L’épisode notoire de « race-swapping », où les candidates se maquillent en « blackface » pour incarner d’autres ethnies, est présenté comme un exercice artistique. Dans une autre saison, les jeunes modèles doivent poser en tant que sans-abris, avec de vraies personnes SDF en arrière-plan. Les défis photos sont de plus en plus extravagants et de moins en moins justifiables. « À la fin de la saison 2, j’ai réalisé que les gens n’en auraient jamais assez, et qu’ils en demanderaient toujours plus. Chaque semaine, l’audience montait », confie Dawn Ostroff, ancienne présidente de la chaîne. « Je ne me suis jamais demandé si ce que nous faisions était déplacé, nous faisions juste de la « bonne télé » ». Le problème ne réside pas seulement dans le fait que l’émission ait mal vieilli, mais que la violence y était inhérente, intégrée au format.
Il semble que les années 2000 n’aient pas été synonymes de bon sens et de protection des candidats de téléréalité… Comme dans Loft Story, les producteurs ont choisi de garder la caméra allumée lors de moments intimes. Pire, celui-ci a été scénarisé et utilisé pour attirer l’audience.
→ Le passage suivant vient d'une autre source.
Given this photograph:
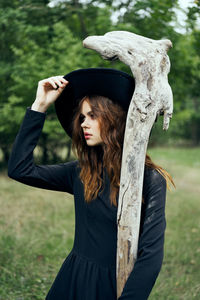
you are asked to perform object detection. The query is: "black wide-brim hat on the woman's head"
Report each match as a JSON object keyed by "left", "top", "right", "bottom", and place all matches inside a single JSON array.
[{"left": 55, "top": 68, "right": 135, "bottom": 137}]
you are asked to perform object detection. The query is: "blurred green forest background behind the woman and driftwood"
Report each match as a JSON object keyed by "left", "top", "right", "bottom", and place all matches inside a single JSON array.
[{"left": 0, "top": 0, "right": 200, "bottom": 168}]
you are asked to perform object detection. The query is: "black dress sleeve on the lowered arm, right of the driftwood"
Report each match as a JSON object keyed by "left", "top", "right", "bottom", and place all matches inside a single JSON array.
[{"left": 118, "top": 169, "right": 166, "bottom": 300}]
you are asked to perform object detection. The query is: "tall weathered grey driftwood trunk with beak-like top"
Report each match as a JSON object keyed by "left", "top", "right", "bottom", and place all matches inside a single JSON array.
[{"left": 83, "top": 31, "right": 173, "bottom": 297}]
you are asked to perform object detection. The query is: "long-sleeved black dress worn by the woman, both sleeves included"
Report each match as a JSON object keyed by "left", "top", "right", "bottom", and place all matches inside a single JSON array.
[{"left": 8, "top": 108, "right": 166, "bottom": 300}]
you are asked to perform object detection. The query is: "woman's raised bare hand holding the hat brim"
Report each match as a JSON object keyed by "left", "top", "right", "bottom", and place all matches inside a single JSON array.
[{"left": 31, "top": 76, "right": 69, "bottom": 112}]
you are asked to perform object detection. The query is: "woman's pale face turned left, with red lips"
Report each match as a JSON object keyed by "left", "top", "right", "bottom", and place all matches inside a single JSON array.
[{"left": 80, "top": 100, "right": 103, "bottom": 146}]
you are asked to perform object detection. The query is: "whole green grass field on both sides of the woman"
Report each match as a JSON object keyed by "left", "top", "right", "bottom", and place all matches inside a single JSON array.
[{"left": 0, "top": 148, "right": 200, "bottom": 300}]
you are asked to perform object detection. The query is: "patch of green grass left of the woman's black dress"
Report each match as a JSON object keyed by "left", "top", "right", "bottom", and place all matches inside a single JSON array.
[{"left": 0, "top": 176, "right": 74, "bottom": 300}]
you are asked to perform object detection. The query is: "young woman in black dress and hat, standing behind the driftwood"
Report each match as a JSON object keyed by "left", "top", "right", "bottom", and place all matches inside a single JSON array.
[{"left": 8, "top": 68, "right": 173, "bottom": 300}]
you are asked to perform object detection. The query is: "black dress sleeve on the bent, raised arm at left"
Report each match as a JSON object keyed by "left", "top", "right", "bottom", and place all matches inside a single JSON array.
[{"left": 8, "top": 107, "right": 77, "bottom": 194}]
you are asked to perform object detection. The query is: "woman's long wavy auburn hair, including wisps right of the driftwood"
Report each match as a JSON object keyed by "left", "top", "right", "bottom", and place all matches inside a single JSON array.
[{"left": 72, "top": 95, "right": 175, "bottom": 206}]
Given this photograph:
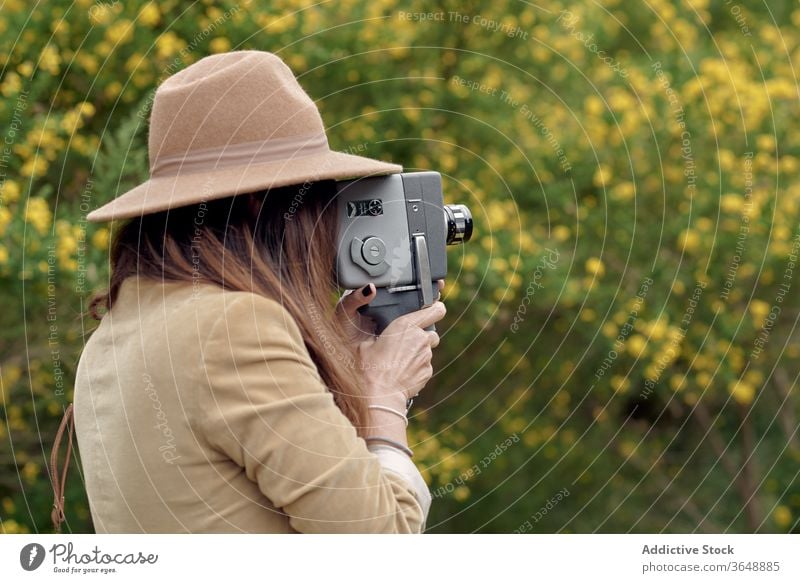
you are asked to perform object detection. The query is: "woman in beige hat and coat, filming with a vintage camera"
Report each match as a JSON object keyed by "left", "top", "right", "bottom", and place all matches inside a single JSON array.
[{"left": 75, "top": 51, "right": 445, "bottom": 532}]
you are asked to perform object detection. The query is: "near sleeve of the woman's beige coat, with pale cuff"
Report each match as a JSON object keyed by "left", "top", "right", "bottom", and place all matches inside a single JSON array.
[{"left": 199, "top": 292, "right": 430, "bottom": 533}]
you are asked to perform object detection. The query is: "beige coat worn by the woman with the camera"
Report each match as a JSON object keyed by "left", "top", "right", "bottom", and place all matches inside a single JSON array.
[{"left": 75, "top": 277, "right": 431, "bottom": 533}]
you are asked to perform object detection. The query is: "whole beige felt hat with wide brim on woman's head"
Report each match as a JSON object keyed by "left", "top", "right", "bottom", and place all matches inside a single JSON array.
[{"left": 87, "top": 51, "right": 403, "bottom": 222}]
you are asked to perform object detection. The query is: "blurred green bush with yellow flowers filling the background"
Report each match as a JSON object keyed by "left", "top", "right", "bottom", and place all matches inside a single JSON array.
[{"left": 0, "top": 0, "right": 800, "bottom": 533}]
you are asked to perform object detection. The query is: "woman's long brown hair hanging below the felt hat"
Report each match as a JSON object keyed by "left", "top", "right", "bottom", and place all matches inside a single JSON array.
[{"left": 89, "top": 181, "right": 367, "bottom": 434}]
En 2004, un épisode montre Shandi ivre à Milan, après une soirée avec un homme rencontré durant le tournage. L’arc narratif est clair : « The Girl Who Cheated » (la fille qui a fauté). Cependant, deux décennies plus tard, cette scène est perçue différemment. Shandi a été agressée sexuellement, puis sa rupture a été filmée, exposant la détresse de la jeune femme. « Ils auraient dû dire stop. Ils auraient dû me sortir de là », déclare-t-elle aujourd’hui, les larmes aux yeux.
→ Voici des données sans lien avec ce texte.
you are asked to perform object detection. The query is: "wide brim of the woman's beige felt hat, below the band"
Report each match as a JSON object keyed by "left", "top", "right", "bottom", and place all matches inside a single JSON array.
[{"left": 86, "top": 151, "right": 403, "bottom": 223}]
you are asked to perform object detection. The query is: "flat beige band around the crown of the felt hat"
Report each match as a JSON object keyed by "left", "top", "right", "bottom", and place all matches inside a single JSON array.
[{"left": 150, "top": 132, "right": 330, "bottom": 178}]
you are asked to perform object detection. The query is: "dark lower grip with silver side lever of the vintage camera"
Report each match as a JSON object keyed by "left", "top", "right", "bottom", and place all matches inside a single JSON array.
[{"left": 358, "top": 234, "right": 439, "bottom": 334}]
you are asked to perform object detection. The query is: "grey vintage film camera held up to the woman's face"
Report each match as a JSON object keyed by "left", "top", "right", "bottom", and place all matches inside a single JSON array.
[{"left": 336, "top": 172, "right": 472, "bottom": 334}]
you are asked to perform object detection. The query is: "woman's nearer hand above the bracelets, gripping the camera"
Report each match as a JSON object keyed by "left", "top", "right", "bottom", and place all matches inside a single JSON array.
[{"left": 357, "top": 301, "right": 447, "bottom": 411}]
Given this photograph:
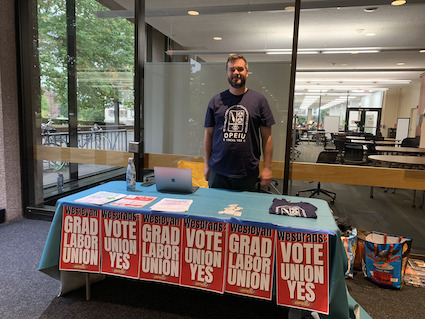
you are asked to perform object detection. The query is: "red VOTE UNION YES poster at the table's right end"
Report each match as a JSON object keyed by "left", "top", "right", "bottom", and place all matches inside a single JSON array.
[{"left": 276, "top": 231, "right": 329, "bottom": 314}]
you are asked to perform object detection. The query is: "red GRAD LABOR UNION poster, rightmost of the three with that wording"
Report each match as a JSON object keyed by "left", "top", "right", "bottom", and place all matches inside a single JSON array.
[{"left": 225, "top": 224, "right": 275, "bottom": 300}]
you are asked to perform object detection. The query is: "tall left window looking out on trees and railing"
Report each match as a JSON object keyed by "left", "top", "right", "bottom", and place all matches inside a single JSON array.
[{"left": 23, "top": 0, "right": 134, "bottom": 205}]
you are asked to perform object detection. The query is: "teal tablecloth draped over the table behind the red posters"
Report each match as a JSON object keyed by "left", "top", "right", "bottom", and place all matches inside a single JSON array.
[{"left": 39, "top": 181, "right": 370, "bottom": 319}]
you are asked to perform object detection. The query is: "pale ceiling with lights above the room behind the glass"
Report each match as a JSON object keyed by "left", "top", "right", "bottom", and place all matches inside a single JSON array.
[{"left": 100, "top": 0, "right": 425, "bottom": 109}]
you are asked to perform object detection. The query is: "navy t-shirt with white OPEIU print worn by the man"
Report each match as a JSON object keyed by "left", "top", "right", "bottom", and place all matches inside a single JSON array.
[{"left": 204, "top": 90, "right": 275, "bottom": 178}]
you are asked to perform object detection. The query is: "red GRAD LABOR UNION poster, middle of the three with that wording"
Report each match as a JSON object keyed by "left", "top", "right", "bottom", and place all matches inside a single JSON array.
[{"left": 140, "top": 215, "right": 182, "bottom": 284}]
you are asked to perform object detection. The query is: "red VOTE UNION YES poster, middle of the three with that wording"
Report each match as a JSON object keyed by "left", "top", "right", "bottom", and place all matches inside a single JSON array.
[{"left": 180, "top": 218, "right": 228, "bottom": 293}]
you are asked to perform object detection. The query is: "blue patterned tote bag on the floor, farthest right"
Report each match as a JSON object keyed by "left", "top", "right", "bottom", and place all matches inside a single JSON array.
[{"left": 363, "top": 232, "right": 412, "bottom": 288}]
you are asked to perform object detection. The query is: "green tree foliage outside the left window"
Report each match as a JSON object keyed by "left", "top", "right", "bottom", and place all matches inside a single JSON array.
[{"left": 38, "top": 0, "right": 134, "bottom": 122}]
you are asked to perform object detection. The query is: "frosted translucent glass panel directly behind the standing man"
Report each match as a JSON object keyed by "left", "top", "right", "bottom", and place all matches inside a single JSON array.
[{"left": 145, "top": 60, "right": 290, "bottom": 161}]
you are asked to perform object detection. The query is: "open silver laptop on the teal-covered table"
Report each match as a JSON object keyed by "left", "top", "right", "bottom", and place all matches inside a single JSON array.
[{"left": 153, "top": 166, "right": 199, "bottom": 194}]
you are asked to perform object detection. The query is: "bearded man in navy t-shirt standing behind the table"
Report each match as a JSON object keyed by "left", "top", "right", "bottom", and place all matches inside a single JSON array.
[{"left": 204, "top": 54, "right": 275, "bottom": 191}]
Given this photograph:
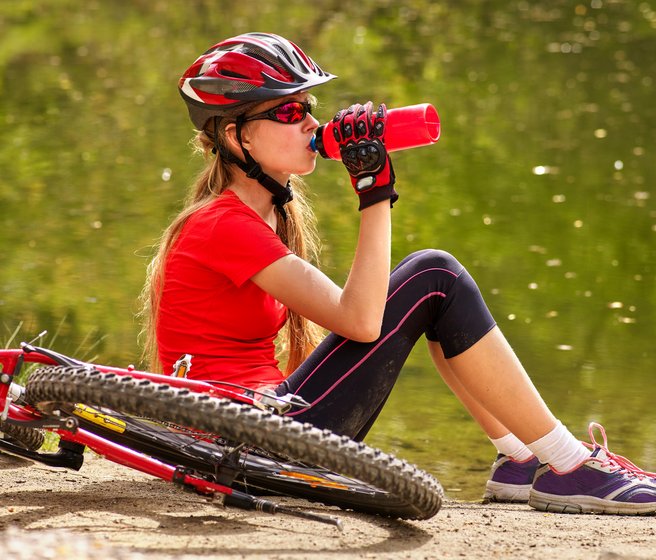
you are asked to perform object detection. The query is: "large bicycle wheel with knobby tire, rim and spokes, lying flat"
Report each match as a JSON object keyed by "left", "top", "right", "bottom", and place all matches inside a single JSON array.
[{"left": 26, "top": 367, "right": 443, "bottom": 519}]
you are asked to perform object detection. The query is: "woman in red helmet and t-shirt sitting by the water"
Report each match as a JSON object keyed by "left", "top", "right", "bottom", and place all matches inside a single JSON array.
[{"left": 140, "top": 33, "right": 656, "bottom": 514}]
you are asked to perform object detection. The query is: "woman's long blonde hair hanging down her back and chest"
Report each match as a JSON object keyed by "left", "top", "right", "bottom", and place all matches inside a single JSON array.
[{"left": 139, "top": 104, "right": 323, "bottom": 375}]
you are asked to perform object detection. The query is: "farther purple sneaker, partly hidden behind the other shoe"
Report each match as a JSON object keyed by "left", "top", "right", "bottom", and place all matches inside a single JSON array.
[{"left": 483, "top": 453, "right": 540, "bottom": 504}]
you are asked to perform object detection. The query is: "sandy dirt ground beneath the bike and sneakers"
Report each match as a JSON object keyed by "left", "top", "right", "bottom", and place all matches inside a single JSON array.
[{"left": 0, "top": 453, "right": 656, "bottom": 560}]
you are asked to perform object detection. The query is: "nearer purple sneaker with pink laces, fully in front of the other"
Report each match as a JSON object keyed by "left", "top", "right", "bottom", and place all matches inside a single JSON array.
[{"left": 528, "top": 422, "right": 656, "bottom": 515}]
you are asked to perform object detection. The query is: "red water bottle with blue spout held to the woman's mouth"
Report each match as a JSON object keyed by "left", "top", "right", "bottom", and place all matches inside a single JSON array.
[{"left": 310, "top": 103, "right": 440, "bottom": 160}]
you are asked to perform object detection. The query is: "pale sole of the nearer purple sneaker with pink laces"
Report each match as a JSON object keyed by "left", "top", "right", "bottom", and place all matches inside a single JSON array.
[{"left": 528, "top": 490, "right": 656, "bottom": 515}]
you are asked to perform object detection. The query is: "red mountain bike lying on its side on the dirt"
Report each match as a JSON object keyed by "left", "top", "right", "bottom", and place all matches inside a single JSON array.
[{"left": 0, "top": 343, "right": 443, "bottom": 528}]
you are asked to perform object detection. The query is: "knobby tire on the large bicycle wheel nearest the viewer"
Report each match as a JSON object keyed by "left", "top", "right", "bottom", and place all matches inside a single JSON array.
[{"left": 26, "top": 367, "right": 443, "bottom": 519}]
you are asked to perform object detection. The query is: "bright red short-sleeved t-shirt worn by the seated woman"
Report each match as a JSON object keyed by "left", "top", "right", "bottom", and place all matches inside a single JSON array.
[{"left": 157, "top": 191, "right": 291, "bottom": 388}]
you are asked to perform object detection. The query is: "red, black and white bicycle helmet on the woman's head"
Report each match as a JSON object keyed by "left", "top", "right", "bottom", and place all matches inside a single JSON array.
[{"left": 178, "top": 33, "right": 336, "bottom": 130}]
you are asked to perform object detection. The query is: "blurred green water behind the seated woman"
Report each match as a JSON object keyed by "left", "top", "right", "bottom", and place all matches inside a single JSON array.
[{"left": 0, "top": 0, "right": 656, "bottom": 499}]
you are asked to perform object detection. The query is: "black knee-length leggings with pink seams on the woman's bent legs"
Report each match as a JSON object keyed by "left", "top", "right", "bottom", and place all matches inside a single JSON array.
[{"left": 276, "top": 249, "right": 495, "bottom": 440}]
La réponse des producteurs est glaçante de banalité. « Nous tournions cette émission comme un documentaire, nous l’avons expliqué aux filles dès le départ, nous filmions 24 heures sur 24, et nous filmions tout, même ce qui n’était pas beau à voir », explique Ken Mok, producteur. Lorsqu’on demande à Tyra Banks si elle se souvient de cet événement, elle répond : « Oui, je m’en souviens, mais c’est compliqué de parler de la production parce que ce n’est pas mon domaine » (elle était productrice de l’émission).
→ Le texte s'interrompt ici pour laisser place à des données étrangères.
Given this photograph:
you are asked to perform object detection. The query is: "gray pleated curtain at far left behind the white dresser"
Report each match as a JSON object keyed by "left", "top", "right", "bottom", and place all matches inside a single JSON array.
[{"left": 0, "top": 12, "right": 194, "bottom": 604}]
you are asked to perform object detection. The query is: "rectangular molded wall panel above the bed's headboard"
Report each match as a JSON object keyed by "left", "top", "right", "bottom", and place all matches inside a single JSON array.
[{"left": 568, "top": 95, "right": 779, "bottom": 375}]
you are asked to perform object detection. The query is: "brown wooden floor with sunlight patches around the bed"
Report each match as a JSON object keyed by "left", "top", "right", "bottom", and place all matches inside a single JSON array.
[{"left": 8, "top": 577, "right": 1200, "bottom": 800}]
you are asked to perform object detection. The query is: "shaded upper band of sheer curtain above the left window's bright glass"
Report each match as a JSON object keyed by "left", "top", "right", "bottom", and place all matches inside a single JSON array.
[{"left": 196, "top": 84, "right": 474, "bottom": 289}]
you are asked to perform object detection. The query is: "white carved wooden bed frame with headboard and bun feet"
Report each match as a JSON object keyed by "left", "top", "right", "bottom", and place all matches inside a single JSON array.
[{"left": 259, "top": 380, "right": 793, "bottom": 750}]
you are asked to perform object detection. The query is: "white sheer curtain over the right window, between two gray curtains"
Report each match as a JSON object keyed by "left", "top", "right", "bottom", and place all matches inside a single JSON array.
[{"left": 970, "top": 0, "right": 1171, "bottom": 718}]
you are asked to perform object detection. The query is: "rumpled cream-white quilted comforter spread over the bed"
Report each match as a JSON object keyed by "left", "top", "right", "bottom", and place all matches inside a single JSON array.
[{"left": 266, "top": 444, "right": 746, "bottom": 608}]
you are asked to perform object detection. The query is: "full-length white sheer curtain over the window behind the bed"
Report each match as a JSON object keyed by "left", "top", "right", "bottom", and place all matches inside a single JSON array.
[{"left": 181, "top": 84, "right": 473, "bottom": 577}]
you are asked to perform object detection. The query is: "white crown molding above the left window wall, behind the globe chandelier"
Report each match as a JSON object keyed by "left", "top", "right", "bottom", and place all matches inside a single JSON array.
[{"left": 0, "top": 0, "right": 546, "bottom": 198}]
Si « America’s Next Top Model » a rencontré un franc succès, Netflix semble également vouloir en bénéficier, et cela fonctionne : en seulement 24 heures, la série documentaire s’est hissée en tête des contenus les plus visionnés du moment sur Netflix.
Après trois épisodes qui mettent en lumière humiliations, racisme, troubles alimentaires, agressions filmées et détresse exploitée, le documentaire opte pour une trajectoire surprenante. Le récit se termine sur une forme de réhabilitation douce, voire promotionnelle, de Tyra Banks. « Lorsque les gens regardent l’émission aujourd’hui, ils se demandent : « Pourquoi ont-ils dit cela ? », « Pourquoi ont-ils fait cela ? », et je les en remercie. Parce que la seule façon de changer, et de s’améliorer, c’est d’avoir quelqu’un qui vous dit quand ça ne va pas. Et j’espère que vous aurez tous la même capacité que moi à accepter la critique, lorsque quelqu’un viendra un jour remettre en question votre comportement ». S’ensuit une série de témoignages d’anciennes candidates qui relativisent leur expérience et redressent l’image de Tyra Banks, sur fond de musique douce… Le mea culpa est calculé, car l’animatrice annonce une 25e saison à venir.
Le documentaire expose les dérives d’un format… pour se conclure sur la possibilité de son retour. La critique devient alors une rampe de lancement. L’autopsie se transforme en bande-annonce. Et Netflix, loin d’être un simple spectateur, fait lui aussi du passé de la maltraitance un contenu.